Sometimes it is referred to as **cross** or **relative entropy** or **KL divergence**.

The KL distance can be shown to be always **nonnegative** but it **is not a true distance measure**, from a mathematical point of view, since it **is not symmetric**.

The **KL distance** is closely related to the **mutual information measure**, $I$ , between $l$ scalar random variables, $x_i$, $i=1, 2, \ldots, l$.

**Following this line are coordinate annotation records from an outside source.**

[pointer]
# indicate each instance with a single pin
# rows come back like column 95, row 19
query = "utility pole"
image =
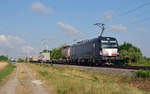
column 100, row 25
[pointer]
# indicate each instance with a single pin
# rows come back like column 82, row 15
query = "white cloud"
column 14, row 46
column 40, row 8
column 141, row 30
column 117, row 28
column 10, row 41
column 71, row 30
column 27, row 49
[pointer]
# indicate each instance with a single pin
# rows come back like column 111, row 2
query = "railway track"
column 111, row 66
column 132, row 67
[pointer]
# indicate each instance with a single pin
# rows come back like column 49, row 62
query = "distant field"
column 74, row 81
column 5, row 70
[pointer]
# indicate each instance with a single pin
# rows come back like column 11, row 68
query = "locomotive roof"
column 95, row 39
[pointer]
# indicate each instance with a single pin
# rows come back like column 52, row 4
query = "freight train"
column 96, row 51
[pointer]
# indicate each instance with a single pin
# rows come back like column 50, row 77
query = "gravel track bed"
column 103, row 70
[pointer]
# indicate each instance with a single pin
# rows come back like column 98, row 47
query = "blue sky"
column 26, row 25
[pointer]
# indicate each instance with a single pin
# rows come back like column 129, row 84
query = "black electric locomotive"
column 96, row 51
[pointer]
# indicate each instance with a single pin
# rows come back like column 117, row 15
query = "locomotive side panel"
column 66, row 52
column 85, row 50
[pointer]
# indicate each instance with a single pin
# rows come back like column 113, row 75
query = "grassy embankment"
column 5, row 72
column 74, row 81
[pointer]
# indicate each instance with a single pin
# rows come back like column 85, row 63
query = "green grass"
column 142, row 74
column 73, row 81
column 6, row 71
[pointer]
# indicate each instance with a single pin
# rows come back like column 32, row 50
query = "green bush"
column 142, row 74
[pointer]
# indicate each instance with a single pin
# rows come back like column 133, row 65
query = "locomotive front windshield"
column 109, row 43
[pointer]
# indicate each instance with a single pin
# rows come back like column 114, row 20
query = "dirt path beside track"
column 3, row 65
column 23, row 82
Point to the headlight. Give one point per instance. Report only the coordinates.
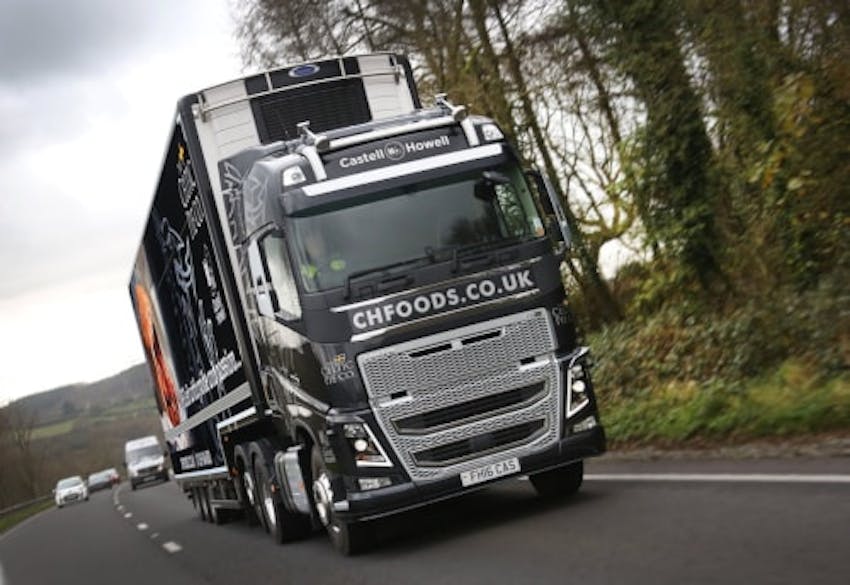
(366, 448)
(576, 390)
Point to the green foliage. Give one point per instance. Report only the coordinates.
(792, 401)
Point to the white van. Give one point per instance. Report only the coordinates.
(145, 460)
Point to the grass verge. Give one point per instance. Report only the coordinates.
(791, 401)
(14, 518)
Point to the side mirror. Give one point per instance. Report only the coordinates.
(265, 296)
(556, 221)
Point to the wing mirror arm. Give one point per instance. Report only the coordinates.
(557, 224)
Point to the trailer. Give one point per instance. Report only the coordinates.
(352, 306)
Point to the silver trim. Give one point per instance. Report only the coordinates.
(417, 126)
(414, 322)
(455, 374)
(237, 417)
(229, 400)
(391, 71)
(400, 170)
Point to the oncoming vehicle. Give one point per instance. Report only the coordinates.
(145, 461)
(70, 489)
(100, 480)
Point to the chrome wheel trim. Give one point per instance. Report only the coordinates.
(323, 496)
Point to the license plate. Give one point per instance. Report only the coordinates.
(488, 472)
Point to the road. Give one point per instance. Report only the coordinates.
(783, 521)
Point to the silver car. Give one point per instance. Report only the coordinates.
(70, 489)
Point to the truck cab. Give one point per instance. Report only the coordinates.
(352, 304)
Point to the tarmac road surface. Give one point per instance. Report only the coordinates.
(682, 522)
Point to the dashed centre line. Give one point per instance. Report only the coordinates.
(721, 477)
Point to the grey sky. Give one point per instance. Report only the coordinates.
(87, 90)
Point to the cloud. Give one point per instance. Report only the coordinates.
(87, 92)
(46, 39)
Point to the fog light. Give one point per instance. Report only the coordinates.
(585, 425)
(373, 483)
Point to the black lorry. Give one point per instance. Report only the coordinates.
(352, 304)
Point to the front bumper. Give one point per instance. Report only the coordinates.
(398, 498)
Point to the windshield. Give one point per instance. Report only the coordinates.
(414, 221)
(69, 482)
(142, 452)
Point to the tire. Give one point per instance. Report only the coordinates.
(559, 482)
(347, 538)
(214, 515)
(280, 523)
(243, 464)
(203, 503)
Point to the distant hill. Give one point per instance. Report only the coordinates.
(77, 429)
(66, 402)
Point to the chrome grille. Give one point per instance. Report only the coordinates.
(463, 398)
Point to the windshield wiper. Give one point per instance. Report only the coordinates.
(458, 252)
(398, 276)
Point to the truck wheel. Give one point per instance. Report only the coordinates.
(347, 538)
(245, 484)
(561, 481)
(280, 523)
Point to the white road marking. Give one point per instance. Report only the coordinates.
(721, 477)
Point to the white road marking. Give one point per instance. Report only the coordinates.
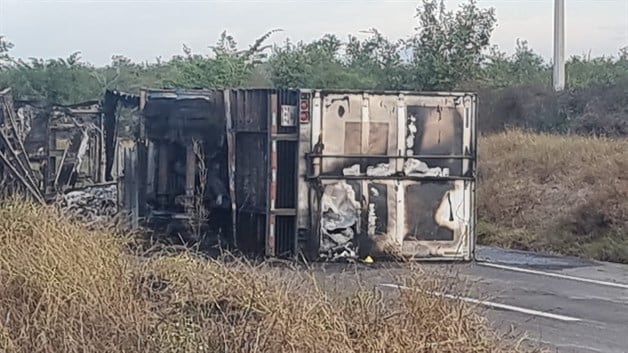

Indeed, let us compute the **KL distance** between the joint pdf $p(x)$ and the pdf resulting from the product of the corresponding marginal probability densities, that is,

\begin{eqnarray}
L &=& -\int p(x) \ln{\frac{\Pi_{i=1}^l p_i(x_i)}{p(x)}}dx\\
&=& -\int p(x) \left( \sum_{i=1}^l \ln{p_i}(x_i) - \ln{p(x)}\right)dx\\
&=& \int p(x) \ln{p(x)}dx- \sum_{i=1}^l \int p(x) \ln{p_i}(x_i) dx\\
&=& -H(x) - \sum_{i=1}^l \int p(x) \ln{p_i}(x_i) dx
\end{eqnarray}


Carrying out the integrations on the right-hand side it is straightforward to see the **KL distance** is equal to the **mutual information**, $I$ , defined as

$$I(x_1,x_2,\ldots,x_l)= -H(x) + \sum_{i=1}^l H(x_i)$$

where H(xi) is the **associated entropy** of $x_i$ , defined as

$$H(x_i) = - \int p_i(x_i) \ln{p_i}(x_i) dx$$


----------

## **REFERENCES**

*  Theodoridis, S. \& Koutroumbas, K. *Pattern Recognition*, 4th ed., Academic Press, 2009

* Sra, \& Dhillon (2006) *Nonnegative matrix approximation: Algorithms and applications.* Technical Report TR-06-27, University of Texas at Austin.